Wiley Interdiscip Rev Comput Stat. 2022 May-Jun;14(3). doi: 10.1002/wics.1553. Epub 2021 Feb 7.
Integrative analysis of multi-omics data has drawn much attention from the scientific community due to the technological advancements which have generated various omics data. Leveraging these multi-omics data potentially provides a more comprehensive view of the disease mechanism or biological processes. Integrative multi-omics clustering is an unsupervised integrative method specifically used to find coherent groups of samples or features by utilizing information across multi-omics data. It aims to better stratify diseases and to suggest biological mechanisms and potential targeted therapies for the diseases.

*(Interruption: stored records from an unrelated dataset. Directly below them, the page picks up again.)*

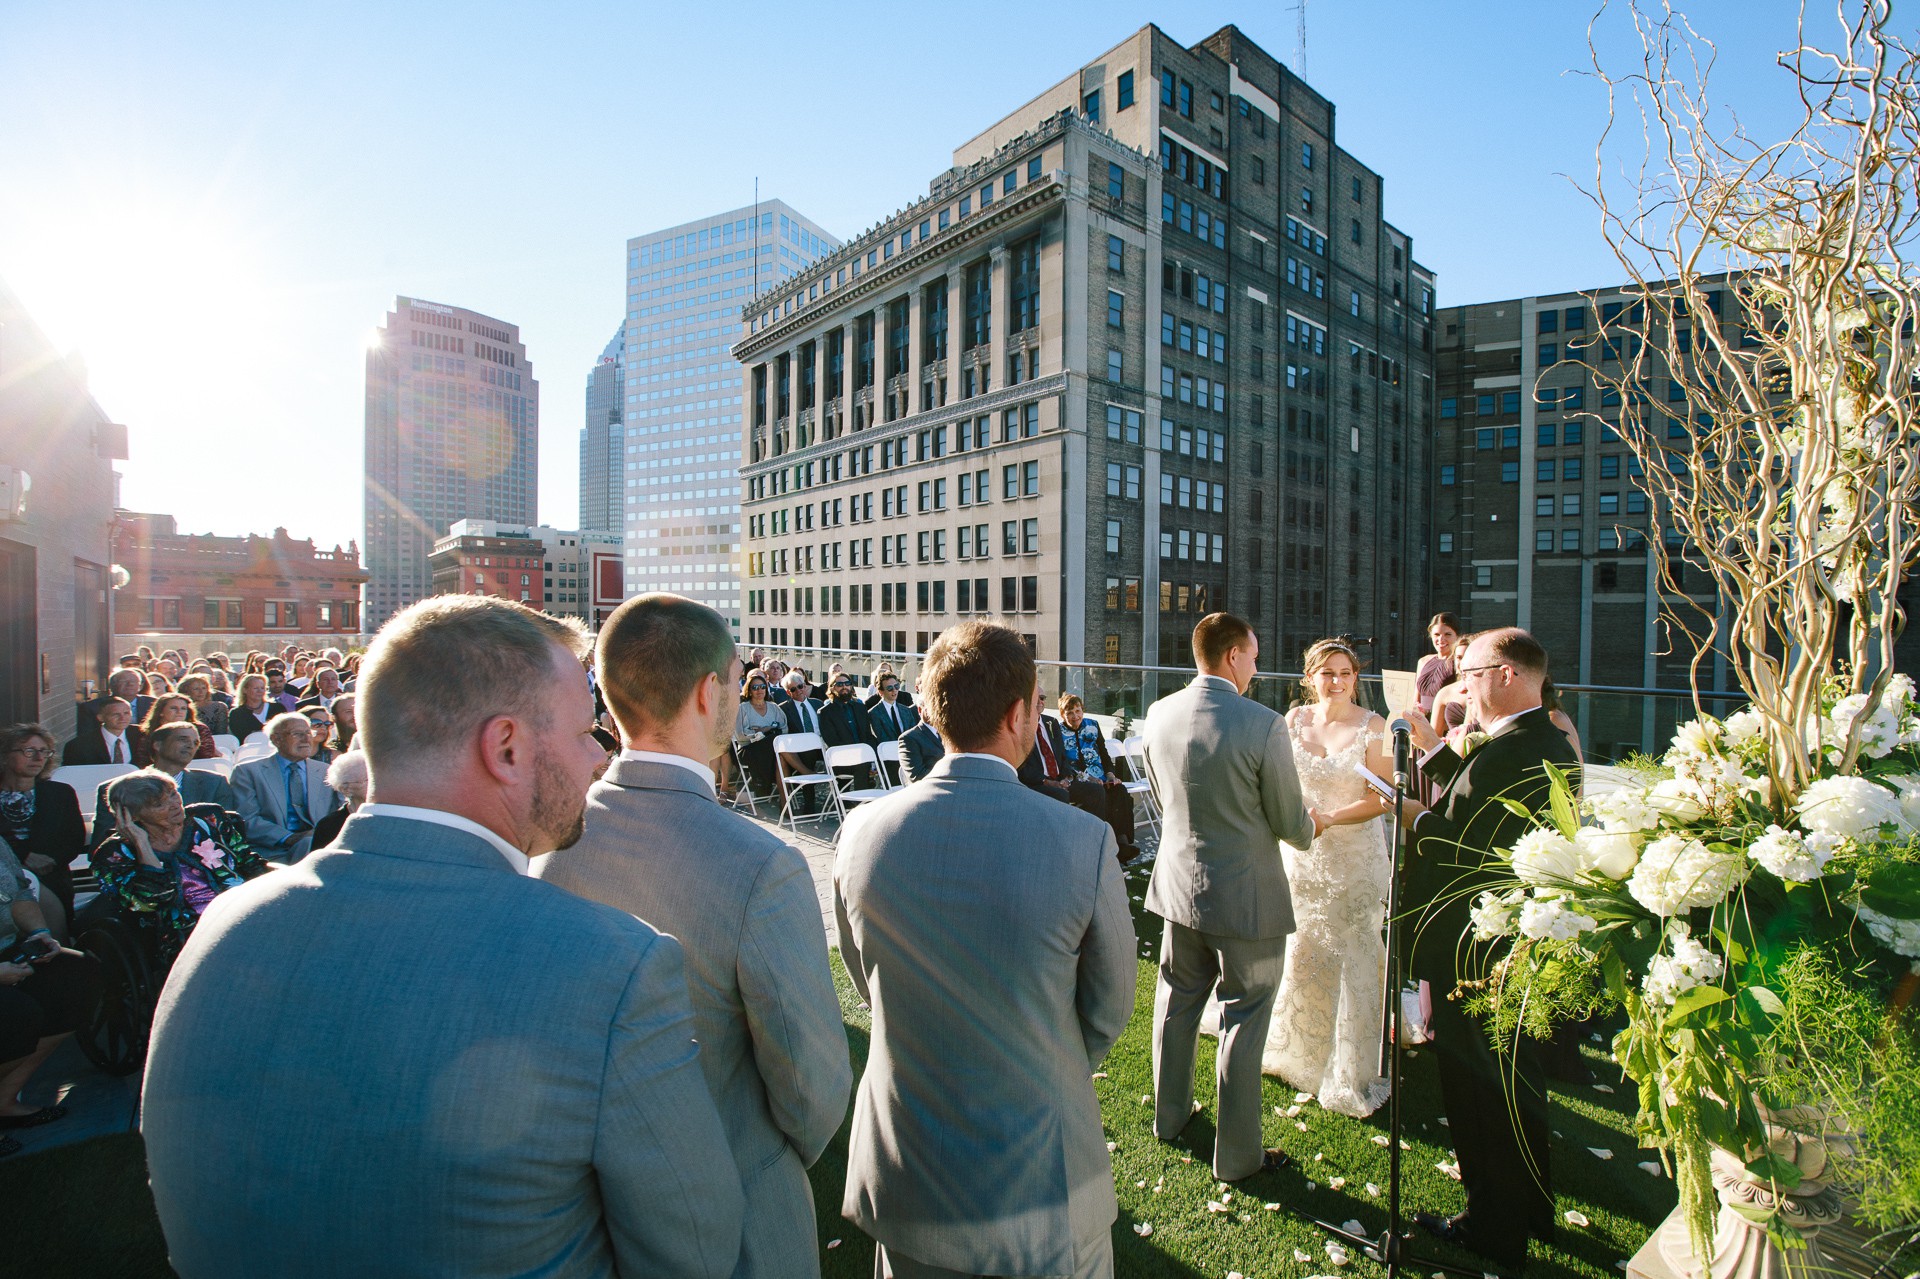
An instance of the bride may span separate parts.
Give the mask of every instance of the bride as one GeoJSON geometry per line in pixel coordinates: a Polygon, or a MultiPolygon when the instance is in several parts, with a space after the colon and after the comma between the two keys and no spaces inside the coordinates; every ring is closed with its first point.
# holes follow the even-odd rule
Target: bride
{"type": "Polygon", "coordinates": [[[1380,1077],[1386,964],[1382,926],[1392,860],[1375,797],[1355,771],[1391,777],[1386,721],[1354,704],[1360,664],[1346,641],[1307,650],[1309,705],[1287,713],[1307,804],[1326,823],[1312,845],[1282,844],[1295,931],[1267,1031],[1266,1073],[1328,1110],[1366,1115],[1387,1097],[1380,1077]]]}

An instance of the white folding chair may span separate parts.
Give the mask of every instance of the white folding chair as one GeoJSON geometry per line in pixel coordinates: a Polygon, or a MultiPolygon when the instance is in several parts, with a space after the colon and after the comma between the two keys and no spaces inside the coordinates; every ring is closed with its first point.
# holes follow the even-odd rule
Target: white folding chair
{"type": "Polygon", "coordinates": [[[893,792],[887,786],[884,774],[880,775],[878,785],[856,786],[853,778],[842,777],[834,772],[842,768],[864,768],[869,776],[880,773],[880,757],[874,753],[873,747],[865,742],[855,742],[851,746],[827,747],[826,766],[827,771],[834,774],[833,806],[840,814],[840,828],[834,832],[833,836],[837,842],[840,838],[840,830],[846,829],[849,808],[857,808],[861,804],[870,803],[876,799],[885,799],[893,792]]]}
{"type": "Polygon", "coordinates": [[[256,759],[267,759],[272,755],[273,743],[267,740],[265,734],[255,733],[248,737],[246,741],[242,742],[240,749],[234,752],[234,767],[238,768],[242,764],[251,764],[256,759]]]}
{"type": "MultiPolygon", "coordinates": [[[[880,745],[874,749],[873,755],[874,755],[874,758],[879,760],[882,765],[886,765],[886,764],[893,765],[893,768],[894,768],[893,775],[895,777],[898,777],[901,775],[900,774],[900,741],[898,738],[895,738],[893,741],[890,741],[890,742],[881,742],[880,745]]],[[[901,782],[888,781],[887,770],[884,767],[882,767],[879,770],[879,777],[880,777],[880,784],[886,787],[888,790],[898,790],[904,784],[901,782]]]]}
{"type": "Polygon", "coordinates": [[[189,760],[187,767],[199,773],[218,773],[222,777],[233,776],[233,761],[225,758],[189,760]]]}
{"type": "MultiPolygon", "coordinates": [[[[1160,806],[1153,802],[1153,783],[1147,780],[1147,742],[1139,736],[1129,737],[1120,743],[1120,755],[1114,756],[1114,767],[1120,766],[1124,757],[1127,761],[1127,775],[1120,780],[1127,788],[1127,794],[1133,796],[1139,804],[1139,820],[1147,824],[1154,834],[1160,833],[1160,806]]],[[[1113,754],[1113,747],[1107,747],[1107,753],[1113,754]]]]}
{"type": "Polygon", "coordinates": [[[733,769],[739,774],[740,783],[733,788],[731,807],[758,817],[760,816],[760,797],[753,793],[753,779],[751,770],[747,767],[745,746],[746,743],[739,738],[733,739],[733,769]]]}
{"type": "MultiPolygon", "coordinates": [[[[787,756],[807,755],[814,751],[825,753],[827,744],[820,740],[818,733],[782,733],[773,739],[774,762],[780,766],[780,820],[800,829],[800,815],[793,811],[793,793],[805,790],[809,786],[824,786],[831,793],[839,790],[833,783],[833,774],[828,773],[789,773],[787,756]]],[[[822,821],[827,815],[827,805],[822,804],[820,811],[807,815],[809,821],[822,821]]]]}
{"type": "Polygon", "coordinates": [[[93,802],[100,788],[116,777],[140,770],[132,764],[68,764],[53,770],[49,781],[65,782],[80,798],[80,824],[87,828],[87,844],[93,844],[93,802]]]}
{"type": "Polygon", "coordinates": [[[232,759],[234,752],[240,749],[240,739],[232,733],[215,733],[213,735],[213,749],[219,751],[228,759],[232,759]]]}

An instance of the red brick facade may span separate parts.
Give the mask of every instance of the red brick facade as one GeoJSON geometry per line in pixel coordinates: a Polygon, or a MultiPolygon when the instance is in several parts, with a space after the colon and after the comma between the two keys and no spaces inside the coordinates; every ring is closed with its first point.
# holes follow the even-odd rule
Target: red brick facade
{"type": "Polygon", "coordinates": [[[317,550],[285,529],[273,536],[182,534],[171,515],[121,511],[114,560],[129,580],[115,593],[120,635],[339,636],[360,633],[367,572],[349,543],[317,550]]]}
{"type": "Polygon", "coordinates": [[[543,543],[525,537],[443,537],[433,546],[433,593],[496,595],[543,608],[545,554],[543,543]]]}

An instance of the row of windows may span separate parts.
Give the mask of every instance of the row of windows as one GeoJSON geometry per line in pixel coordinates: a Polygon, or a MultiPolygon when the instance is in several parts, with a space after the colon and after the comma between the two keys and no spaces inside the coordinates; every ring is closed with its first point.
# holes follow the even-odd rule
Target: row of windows
{"type": "Polygon", "coordinates": [[[1227,198],[1227,171],[1205,156],[1195,155],[1164,134],[1160,138],[1160,167],[1170,177],[1178,178],[1188,186],[1199,187],[1216,200],[1227,198]]]}
{"type": "MultiPolygon", "coordinates": [[[[1141,415],[1138,409],[1119,404],[1107,405],[1107,438],[1124,444],[1140,443],[1141,415]]],[[[1194,457],[1202,462],[1227,460],[1227,433],[1206,427],[1175,426],[1160,419],[1160,451],[1194,457]]],[[[1137,496],[1137,495],[1136,495],[1137,496]]]]}
{"type": "Polygon", "coordinates": [[[1227,313],[1227,282],[1215,281],[1204,272],[1176,266],[1172,262],[1160,264],[1160,287],[1169,293],[1177,292],[1202,311],[1212,311],[1216,315],[1227,313]]]}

However, applying integrative multi-omics clustering is both statistically and computationally challenging due to various reasons such as high dimensionality and heterogeneity. In this review, we summarized integrative multi-omics clustering methods into three general categories: , , and based on when and how the multi-omics data are processed for clustering. We further classified the methods into different approaches under each category based on the main statistical strategy used during clustering. In addition, we have provided recommended practices tailored to four real-life scenarios to help researchers to strategize their selection in integrative multi-omics clustering methods for their future studies.
由于技术进步产生了各种组学数据,多组学数据的综合分析已引起科学界的广泛关注。利用这些多组学数据有可能提供对疾病机制或生物过程更全面的看法。综合多组学聚类是一种无监督的综合方法,专门用于通过利用多组学数据中的信息来找到样本或特征的连贯组。其目的是更好地对疾病进行分层,并为疾病提出生物学机制和潜在的靶向治疗方法。然而,由于高维度和异质性等各种原因,应用综合多组学聚类在统计和计算上都具有挑战性。在本综述中,我们根据多组学数据在何时以及如何进行聚类处理,将综合多组学聚类方法总结为三大类: 、 和 。我们根据聚类过程中使用的主要统计策略,将每一类方法进一步细分为不同的方法。此外,我们针对四种实际场景提供了推荐做法,以帮助研究人员在未来研究中为综合多组学聚类方法的选择制定策略。